Touching History argues that one may find different important responses to this question in queer, feminist, and antiracist practice. The project enters into dialogue with artistic, performance, and activist work which in different ways deliver a queer take on time and history – practices which invite us to think to the side of chronological progression and narrative sequence. This includes works by artists and performers such as Pauline Boudry and Renate Lorenz, Sharon Hayes, Elmgreen and Dragset, Gobsquad, Ira Sachs, DUNST, Nanna Debois Buhl; activist initiatives such as Copenhagen Queer Festival, Queer Nation, ACT UP; theorists and writers such as José E. Muñoz, Carolyn Dinshaw, Carla Freccero, Valerie Rohy, Elizabeth Freeman, Sara Ahmed, Rebecca Schneider, J. Jack Halberstam, Tavia Nyong’o, Gavin Butt, Lene Myong Petersen, Eelco Runia, Audre Lorde, Wendy Brown, David L. Eng, Walter Benjamin and many others.
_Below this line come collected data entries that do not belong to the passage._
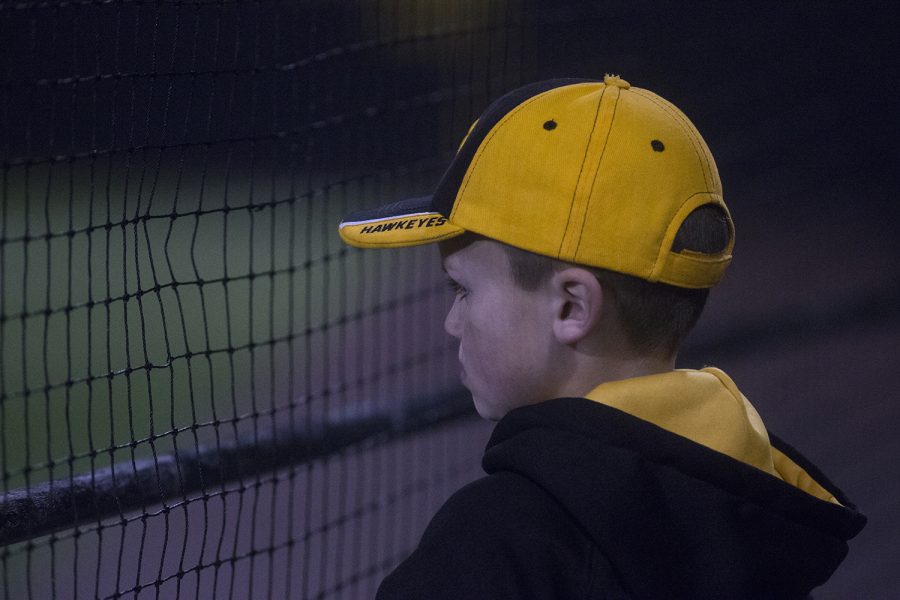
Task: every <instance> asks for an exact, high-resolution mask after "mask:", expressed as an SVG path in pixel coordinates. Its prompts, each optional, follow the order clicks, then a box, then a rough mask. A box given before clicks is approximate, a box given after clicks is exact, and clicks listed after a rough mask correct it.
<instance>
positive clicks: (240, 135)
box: [0, 0, 900, 599]
mask: <svg viewBox="0 0 900 600" xmlns="http://www.w3.org/2000/svg"><path fill="white" fill-rule="evenodd" d="M270 4H271V5H272V8H278V9H279V10H281V11H282V12H284V11H286V13H285V14H286V15H287V16H288V17H289V18H282V17H283V16H284V15H282V13H280V12H278V11H275V10H273V11H272V12H268V11H267V10H264V9H266V8H267V7H268V6H269V5H270ZM424 4H428V6H427V7H425V6H423V5H424ZM12 6H13V5H11V4H0V48H2V52H0V56H2V58H0V68H2V69H3V72H2V75H3V81H4V82H5V83H4V84H3V92H4V93H3V105H2V106H0V126H2V137H0V159H2V160H3V166H4V169H17V168H22V167H27V166H29V165H32V164H57V163H74V162H77V161H79V160H103V157H113V156H118V155H119V154H122V153H128V154H129V156H130V155H131V154H132V153H138V154H140V153H143V154H144V156H146V155H147V153H154V152H159V154H160V157H162V154H163V152H164V151H165V152H172V151H174V152H176V153H177V152H179V151H180V150H179V149H191V148H194V147H195V146H196V147H204V148H207V149H208V148H210V147H214V146H216V145H217V144H219V145H222V146H224V147H225V151H223V152H221V153H217V152H216V151H210V152H208V154H207V155H206V156H207V158H208V160H210V161H213V162H215V161H223V162H227V161H236V162H239V161H241V160H249V161H250V162H251V163H252V162H253V161H254V160H255V158H254V157H257V156H260V155H262V154H266V155H271V156H273V157H274V158H272V159H271V161H272V164H273V165H277V167H276V166H273V170H278V171H281V172H297V171H303V172H304V173H308V172H310V171H313V172H315V173H326V172H327V173H329V175H328V177H326V176H324V175H322V177H323V178H325V179H328V178H331V179H339V178H342V177H343V178H347V177H351V176H354V175H355V174H357V173H360V172H365V171H367V170H368V171H372V170H392V172H395V173H396V172H397V170H398V169H399V172H400V173H401V174H402V173H404V172H405V173H406V180H405V182H404V183H402V184H397V191H398V193H399V192H403V193H406V192H407V191H427V190H428V189H430V187H431V186H432V185H433V184H434V182H435V181H436V178H437V176H438V175H439V174H440V165H442V164H445V163H446V159H447V157H448V156H449V154H450V153H452V150H453V148H454V145H455V143H457V142H458V140H459V138H460V136H461V135H462V133H463V132H464V131H465V129H466V127H467V126H468V124H469V122H470V120H471V118H472V117H473V116H474V115H477V114H478V113H479V112H480V111H481V110H482V109H483V108H484V107H485V106H486V105H487V103H488V102H489V101H490V100H492V99H493V98H495V97H497V96H499V95H501V94H502V93H503V92H505V91H508V90H509V89H511V88H512V87H515V86H516V85H518V84H520V83H523V82H526V81H531V80H537V79H543V78H548V77H560V76H567V77H591V78H601V77H602V76H603V74H604V73H616V74H619V75H621V76H622V77H623V78H624V79H626V80H628V81H629V82H631V84H632V85H634V86H638V87H645V88H648V89H651V90H653V91H654V92H656V93H658V94H660V95H662V96H663V97H665V98H667V99H669V100H670V101H672V102H673V103H674V104H676V105H677V106H679V107H680V108H681V109H682V110H683V111H684V112H685V113H686V114H687V115H688V116H689V117H690V118H691V119H692V120H693V122H694V123H695V124H696V125H697V127H698V129H699V130H700V131H701V133H702V134H703V135H704V137H705V139H706V141H707V143H708V145H709V146H710V148H711V150H712V152H713V154H714V156H715V157H716V160H717V163H718V166H719V170H720V174H721V177H722V181H723V185H724V191H725V199H726V202H727V203H728V205H729V207H730V209H731V212H732V214H733V217H734V221H735V224H736V232H737V233H736V236H737V241H736V248H735V259H734V262H733V264H732V266H731V268H730V271H729V273H728V274H727V276H726V278H725V280H724V282H723V283H722V284H721V285H720V286H719V288H717V289H716V290H715V291H714V292H713V294H712V296H711V300H710V304H709V307H708V310H707V314H706V316H705V318H704V320H703V321H702V322H701V325H700V326H699V327H698V329H697V331H696V332H695V333H694V334H693V335H692V337H691V338H690V340H689V342H688V345H687V347H686V348H685V351H684V352H683V354H682V357H681V360H680V363H681V366H686V367H699V366H702V365H705V364H713V365H716V366H719V367H721V368H723V369H725V370H726V371H727V372H729V373H730V374H731V375H732V376H733V377H734V379H735V380H736V382H737V383H738V385H739V386H740V387H741V389H742V390H743V391H744V393H745V394H746V395H747V396H748V397H749V398H750V400H751V401H752V402H753V403H754V404H755V405H756V407H757V408H758V410H759V411H760V413H761V414H762V416H763V418H764V419H765V420H766V423H767V424H768V426H769V427H770V429H771V430H772V431H774V432H777V433H778V434H779V435H780V436H781V437H782V438H784V439H786V440H787V441H788V442H789V443H792V444H793V445H795V446H796V447H798V448H799V449H801V450H802V451H804V452H805V453H806V454H807V455H808V456H809V457H810V458H811V459H812V461H813V462H814V463H817V464H818V465H819V466H820V467H821V468H822V470H823V471H824V472H825V473H827V474H828V475H829V476H831V477H832V479H833V480H834V481H835V482H836V483H837V484H838V485H839V486H840V487H842V489H843V490H844V491H845V492H846V493H847V494H848V495H849V497H850V498H851V499H853V500H854V501H855V502H856V503H857V504H858V505H859V507H860V509H861V510H862V512H864V513H865V514H867V515H868V516H869V524H868V526H867V528H866V529H865V530H864V531H863V532H862V533H861V534H860V535H859V536H858V538H856V539H855V540H853V541H852V542H851V550H850V554H849V557H848V558H847V560H846V562H845V563H844V564H843V565H842V566H841V567H840V568H839V570H838V571H837V573H836V575H835V576H834V577H833V579H832V580H831V581H830V582H829V583H828V584H827V585H826V586H824V587H823V588H822V589H821V590H818V591H817V592H816V597H817V598H835V599H836V598H891V597H893V595H894V594H895V593H896V590H898V589H900V570H898V569H897V568H896V556H897V550H898V547H897V546H898V540H900V469H898V467H897V459H898V457H900V438H898V436H897V435H896V427H897V424H898V423H900V406H898V400H897V397H896V396H897V393H896V389H897V383H898V379H900V377H898V375H897V372H898V367H900V359H898V353H897V351H898V342H900V268H898V265H897V261H898V259H900V238H898V235H897V232H896V229H897V226H898V224H900V219H898V216H900V210H898V188H900V186H898V174H897V173H898V168H897V166H898V160H897V158H898V155H897V152H898V150H897V149H898V141H897V137H898V119H897V101H896V92H897V85H896V77H897V76H896V71H897V58H896V57H897V42H896V40H897V35H896V27H895V23H896V22H897V20H896V18H895V16H894V14H893V12H892V11H891V9H890V8H885V7H886V6H888V5H887V4H885V5H863V4H851V3H843V4H838V3H824V2H792V3H783V2H759V3H740V4H738V3H723V2H709V3H684V2H679V3H675V2H672V3H668V2H649V1H638V2H588V3H576V4H575V5H574V6H568V7H565V8H556V7H554V6H553V5H552V4H551V3H549V2H516V1H514V0H510V1H509V2H488V3H483V4H480V5H479V4H477V3H475V4H470V3H461V4H460V5H459V6H456V7H455V8H442V7H440V6H438V5H437V3H433V4H432V3H418V4H417V3H415V2H393V3H389V2H381V3H366V2H363V3H358V4H351V3H340V2H333V3H327V2H312V3H306V4H304V5H288V4H285V3H280V2H272V3H269V2H255V3H246V4H231V3H217V4H211V3H210V4H207V3H203V2H198V3H194V4H184V5H182V4H181V3H161V4H158V5H152V4H148V3H127V2H126V3H121V4H115V5H110V6H107V5H103V4H88V3H70V4H63V5H59V6H57V5H50V4H43V5H36V6H37V8H35V9H34V10H31V11H22V10H18V9H14V8H12ZM485 7H486V8H485ZM267 15H268V16H267ZM479 15H482V17H483V16H484V15H488V16H487V17H485V20H484V23H487V25H486V26H485V27H483V28H481V29H478V28H479V27H480V26H479V25H478V23H480V22H481V21H479V19H481V18H482V17H479ZM213 22H215V23H216V26H215V27H212V26H210V24H211V23H213ZM463 23H468V25H467V26H468V27H470V29H471V28H472V27H474V28H475V29H476V30H479V31H480V34H478V35H467V36H461V35H457V34H453V33H452V30H453V26H454V24H457V25H458V24H463ZM473 24H474V25H473ZM492 28H496V30H497V31H498V32H499V31H500V30H501V29H503V28H506V29H508V30H510V31H514V32H515V34H514V35H509V36H504V37H503V39H504V40H505V43H504V44H502V45H496V46H495V45H494V44H493V43H492V40H497V39H500V35H499V33H497V34H496V35H495V33H494V32H493V31H492ZM506 29H504V30H506ZM112 31H115V32H117V33H116V36H115V38H113V37H111V34H110V32H112ZM442 32H443V33H442ZM198 40H199V41H198ZM223 40H225V41H227V43H226V42H225V41H223ZM367 40H376V41H375V42H373V43H368V42H367ZM378 40H392V41H388V42H380V41H378ZM510 41H512V43H511V42H510ZM354 44H355V45H354ZM451 50H452V56H453V59H452V61H450V62H448V58H447V57H448V55H449V53H450V52H451ZM329 53H330V54H329ZM298 56H302V57H306V58H307V59H308V61H307V63H302V61H301V62H300V63H298V61H297V57H298ZM305 60H306V59H305ZM317 60H318V61H321V62H322V63H323V64H325V65H326V66H327V68H325V69H304V68H303V67H304V64H315V63H316V61H317ZM498 62H499V63H502V65H501V67H500V68H498V67H497V64H498ZM277 65H291V66H289V67H283V66H282V67H278V66H277ZM497 73H499V75H496V74H497ZM491 74H494V75H491ZM110 116H111V117H110ZM298 147H302V148H301V151H298V150H297V148H298ZM435 154H437V155H438V156H439V157H440V158H441V159H442V160H440V161H433V160H432V161H430V162H428V161H426V162H417V161H419V160H420V159H421V158H422V157H433V156H434V155H435ZM248 157H249V158H248ZM310 157H312V158H310ZM110 162H111V163H112V158H110ZM160 162H162V158H160ZM158 165H159V163H157V166H158ZM409 165H413V166H411V167H409ZM407 167H408V169H407ZM404 169H407V170H406V171H404ZM310 177H311V178H313V177H315V176H314V175H310ZM310 185H311V186H313V187H314V185H315V184H310ZM374 201H375V199H374V198H373V199H372V200H371V202H370V203H373V202H374ZM367 202H369V201H367ZM478 432H479V433H478V434H475V435H473V440H475V441H473V443H482V442H481V438H480V437H478V436H483V433H484V430H483V429H478Z"/></svg>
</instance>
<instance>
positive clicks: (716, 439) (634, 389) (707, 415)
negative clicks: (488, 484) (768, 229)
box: [484, 369, 865, 598]
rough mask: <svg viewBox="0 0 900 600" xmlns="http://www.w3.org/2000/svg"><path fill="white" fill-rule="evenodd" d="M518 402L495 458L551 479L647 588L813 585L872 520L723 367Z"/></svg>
mask: <svg viewBox="0 0 900 600" xmlns="http://www.w3.org/2000/svg"><path fill="white" fill-rule="evenodd" d="M587 396H588V397H587V398H559V399H555V400H550V401H547V402H543V403H540V404H536V405H533V406H526V407H522V408H519V409H516V410H513V411H510V412H509V413H508V414H507V415H506V416H505V417H504V418H503V419H501V420H500V422H499V423H498V424H497V426H496V428H495V430H494V433H493V435H492V437H491V440H490V442H489V444H488V449H487V452H486V453H485V457H484V468H485V470H486V471H487V472H488V473H493V472H497V471H503V470H506V471H513V472H516V473H519V474H520V475H522V476H524V477H527V478H529V479H530V480H532V481H533V482H534V483H536V484H537V485H539V486H540V487H542V488H543V489H545V490H546V491H547V492H548V493H550V494H551V495H552V496H554V497H555V498H556V499H557V501H558V502H559V503H560V504H561V505H562V506H564V507H565V509H566V510H567V511H568V513H569V514H570V515H571V516H572V518H573V519H574V520H575V521H576V522H577V523H578V525H579V526H580V527H581V529H582V530H583V531H584V533H585V535H586V536H588V537H589V538H590V539H591V540H592V541H593V542H594V543H595V544H596V545H597V546H598V547H599V548H600V550H601V551H602V552H603V554H604V555H605V556H606V558H607V559H608V560H609V561H610V563H611V565H612V567H613V569H614V570H615V572H616V573H617V574H618V576H619V578H620V583H621V584H622V586H623V587H624V588H625V589H626V590H627V591H628V592H629V593H630V594H631V595H632V596H633V597H635V598H661V597H666V598H698V597H704V598H706V597H708V598H712V597H728V598H802V597H805V596H806V595H807V594H808V593H809V591H810V590H811V589H813V588H815V587H817V586H819V585H821V584H822V583H824V582H825V581H826V580H827V579H828V577H830V575H831V574H832V573H833V572H834V570H835V569H836V568H837V566H838V564H840V562H841V561H842V560H843V558H844V557H845V556H846V554H847V540H849V539H850V538H852V537H853V536H855V535H856V534H857V533H859V531H860V530H861V529H862V528H863V526H864V525H865V517H864V516H862V515H861V514H860V513H859V512H858V511H857V510H856V508H855V507H854V506H853V504H852V503H850V501H849V500H848V499H847V498H846V497H845V496H844V494H843V493H842V492H841V491H840V490H839V489H837V488H836V487H835V486H834V485H833V484H832V483H831V482H830V481H828V479H827V478H825V476H824V475H822V474H821V473H820V472H819V471H818V469H816V468H815V467H814V466H813V465H812V464H811V463H809V461H807V460H806V459H805V458H804V457H802V456H801V455H800V454H799V453H797V452H796V450H794V449H792V448H790V447H789V446H787V445H786V444H783V443H782V442H781V441H780V440H778V438H776V437H775V436H772V435H771V434H769V432H767V431H766V429H765V427H764V426H763V424H762V420H761V419H759V415H758V414H757V413H756V411H755V410H753V407H752V406H751V405H750V403H749V402H747V400H746V398H744V397H743V396H742V395H741V394H740V392H739V391H738V390H737V388H736V387H735V386H734V384H733V382H731V380H730V379H728V377H727V376H726V375H725V374H724V373H722V372H721V371H718V370H715V369H706V370H703V371H674V372H671V373H665V374H660V375H652V376H648V377H640V378H635V379H631V380H624V381H620V382H613V383H606V384H603V385H601V386H598V387H597V388H596V389H595V390H593V391H591V392H590V393H589V394H587Z"/></svg>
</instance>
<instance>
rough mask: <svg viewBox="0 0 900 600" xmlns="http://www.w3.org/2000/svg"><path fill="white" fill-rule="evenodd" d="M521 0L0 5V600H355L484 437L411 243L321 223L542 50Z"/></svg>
mask: <svg viewBox="0 0 900 600" xmlns="http://www.w3.org/2000/svg"><path fill="white" fill-rule="evenodd" d="M541 4H542V3H534V4H533V5H532V4H530V3H526V2H520V1H516V0H491V1H481V0H467V1H465V2H454V3H432V2H429V3H422V2H416V1H414V0H393V1H387V0H385V1H377V0H375V1H372V0H370V1H363V0H360V1H357V2H326V1H324V0H319V1H307V2H283V1H280V0H255V1H244V0H241V1H231V0H220V1H217V2H212V1H206V0H197V1H187V0H185V1H180V0H179V1H174V0H172V1H170V0H158V1H150V0H66V1H49V0H48V1H40V2H4V1H0V159H2V165H0V286H2V288H0V358H2V360H0V386H2V388H0V469H2V489H0V493H2V497H0V543H2V544H3V546H2V548H0V569H2V571H0V579H2V587H0V593H2V595H3V597H4V598H10V599H12V598H17V599H18V598H46V597H59V598H63V597H78V598H122V597H157V598H160V597H162V598H175V597H215V598H220V597H222V598H225V597H227V598H251V597H253V598H259V597H287V596H288V595H290V596H291V597H298V598H336V597H351V598H356V597H359V598H368V597H371V596H372V595H373V592H374V589H375V586H377V583H378V582H379V581H380V579H381V578H382V577H383V576H384V574H385V573H386V572H388V571H389V570H390V569H391V568H392V567H393V566H394V565H395V564H396V563H397V562H398V561H399V560H401V559H402V558H403V557H404V556H405V555H406V554H407V553H408V552H409V551H410V550H411V549H412V548H413V547H414V544H415V543H416V541H417V540H418V537H419V535H420V534H421V530H422V528H423V526H424V524H425V523H426V522H427V520H428V518H430V516H431V515H432V514H433V512H434V510H435V509H436V508H437V507H438V506H439V505H440V504H441V503H442V502H443V500H444V499H446V497H447V496H448V495H449V493H451V492H452V491H453V490H454V489H456V488H458V487H459V486H460V485H461V484H462V483H464V482H465V481H467V480H470V479H471V478H472V477H474V476H476V475H477V472H478V457H479V455H480V453H481V450H482V448H483V443H484V439H485V435H486V431H487V430H486V429H485V426H484V425H481V424H479V423H478V422H477V420H474V419H472V417H471V416H469V415H470V411H469V410H468V408H467V400H466V398H465V396H464V394H462V393H461V392H460V390H459V388H458V382H457V373H456V362H455V355H456V351H455V346H454V345H453V343H452V340H450V339H449V338H448V337H447V336H446V335H445V334H444V333H443V331H442V318H443V311H444V310H445V309H446V307H447V303H448V301H449V295H448V294H447V293H446V292H445V290H444V284H443V282H442V279H441V277H440V270H439V269H437V268H436V257H435V254H434V253H435V250H434V249H433V248H423V249H413V250H408V251H404V252H392V251H387V252H359V251H356V250H352V249H349V248H346V247H344V246H343V245H342V244H341V242H340V240H339V239H338V237H337V235H336V224H337V223H338V221H339V220H340V217H341V215H343V214H346V213H347V212H349V211H352V210H358V209H361V208H369V207H373V206H377V205H379V204H381V203H384V202H387V201H391V200H395V199H397V198H402V197H409V196H414V195H422V194H424V193H428V192H429V191H430V190H431V189H432V188H433V186H434V184H435V182H436V181H437V178H438V177H439V176H440V173H441V172H442V170H443V168H444V167H445V166H446V164H447V163H448V162H449V159H450V157H451V156H452V153H453V150H454V145H455V144H456V143H457V142H458V140H459V139H461V137H462V135H463V134H464V133H465V131H466V129H467V128H468V126H469V124H470V122H471V120H472V119H473V118H474V117H475V116H476V115H477V114H478V113H479V112H480V111H481V110H482V109H483V108H484V107H485V106H486V105H487V104H488V103H489V102H490V100H492V99H494V98H496V97H497V96H499V95H500V94H502V93H503V92H506V91H508V90H509V89H512V88H513V87H515V86H516V85H519V84H521V83H523V82H526V81H529V80H532V79H535V78H536V77H538V76H540V75H545V74H558V72H557V71H553V66H554V60H557V59H555V58H554V54H553V51H554V49H557V48H558V44H559V40H561V39H568V38H567V36H571V35H572V32H573V31H574V30H575V28H576V27H577V26H583V24H584V23H585V22H586V18H587V17H588V16H589V15H590V14H591V11H590V10H588V9H587V8H586V7H584V6H581V5H579V4H577V3H575V4H573V3H568V4H566V3H554V8H553V9H552V10H548V9H547V8H545V7H543V6H541ZM570 50H572V48H570ZM569 58H571V55H569ZM567 65H568V66H569V67H571V66H572V65H571V63H567ZM571 72H572V71H571V69H570V70H569V71H568V73H571ZM460 400H461V401H460Z"/></svg>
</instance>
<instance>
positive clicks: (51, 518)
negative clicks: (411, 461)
mask: <svg viewBox="0 0 900 600" xmlns="http://www.w3.org/2000/svg"><path fill="white" fill-rule="evenodd" d="M409 406H410V407H409V408H407V409H405V410H404V411H403V412H401V413H398V414H390V413H387V412H377V413H373V414H371V415H365V416H360V417H356V418H352V419H342V420H340V421H332V422H324V423H319V424H316V425H315V426H314V428H307V430H306V431H302V432H301V431H297V430H296V429H287V428H286V429H285V430H274V431H273V433H271V434H266V435H259V436H258V437H257V436H249V439H246V440H238V441H236V442H233V443H230V444H217V445H215V446H214V447H210V446H200V447H198V449H196V450H191V451H186V450H181V451H179V452H178V454H177V456H176V455H175V454H167V455H159V456H157V457H156V458H153V459H143V460H135V461H125V462H121V463H116V464H115V465H113V466H111V467H108V468H105V469H97V470H95V471H94V472H93V473H88V474H84V475H79V476H77V477H72V478H66V479H58V480H54V481H49V482H45V483H42V484H38V485H32V486H31V487H30V488H25V489H19V490H13V491H11V492H8V493H6V494H4V495H3V496H0V545H8V544H14V543H16V542H21V541H24V540H27V539H33V538H36V537H39V536H42V535H46V534H49V533H52V532H55V531H59V530H62V529H71V528H74V527H76V526H79V525H81V524H84V523H87V522H99V521H102V520H103V519H106V518H109V517H112V516H114V515H122V514H123V513H124V512H128V511H131V510H136V509H140V510H145V509H146V505H147V502H148V499H151V498H152V499H154V500H156V501H159V502H163V503H165V502H166V501H167V500H169V499H171V498H180V499H184V498H186V497H187V495H188V494H191V493H193V492H196V491H198V490H201V489H204V488H205V487H206V486H215V485H220V484H224V483H227V482H229V481H234V480H236V479H238V478H239V476H240V474H241V473H247V472H255V473H259V474H262V473H264V472H268V471H272V470H275V469H278V468H281V467H286V466H291V465H295V464H300V463H304V462H309V461H312V460H314V459H316V458H320V457H323V456H329V455H332V454H335V453H337V452H340V451H342V450H344V449H346V448H349V447H351V446H353V445H355V444H359V443H361V442H365V441H367V440H374V439H379V438H387V437H398V436H405V435H410V434H413V433H417V432H420V431H425V430H427V429H431V428H434V427H439V426H440V425H442V424H444V423H446V422H447V421H451V420H454V419H459V418H464V417H470V416H472V415H473V414H474V410H473V407H472V403H471V400H470V399H469V397H468V395H467V394H465V393H462V392H455V393H453V394H450V395H447V396H444V397H440V398H429V400H428V402H427V403H421V402H417V403H411V404H410V405H409Z"/></svg>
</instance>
By giving a space to consider the duration of struggles, the stickiness of history, the intimacy between the living and the dead Touching History wants to complicate political chronicles and chronological narratives that move forward by relegating ongoing fights to the dustbin of history. The aesthetic practices touched upon in Touching History presents numerous ways to intervene in the political grammar of history. By reopening unfinished cases that have been consigned to oblivion, Touching History attempts to outline and perform a broad repertoire of archival activism.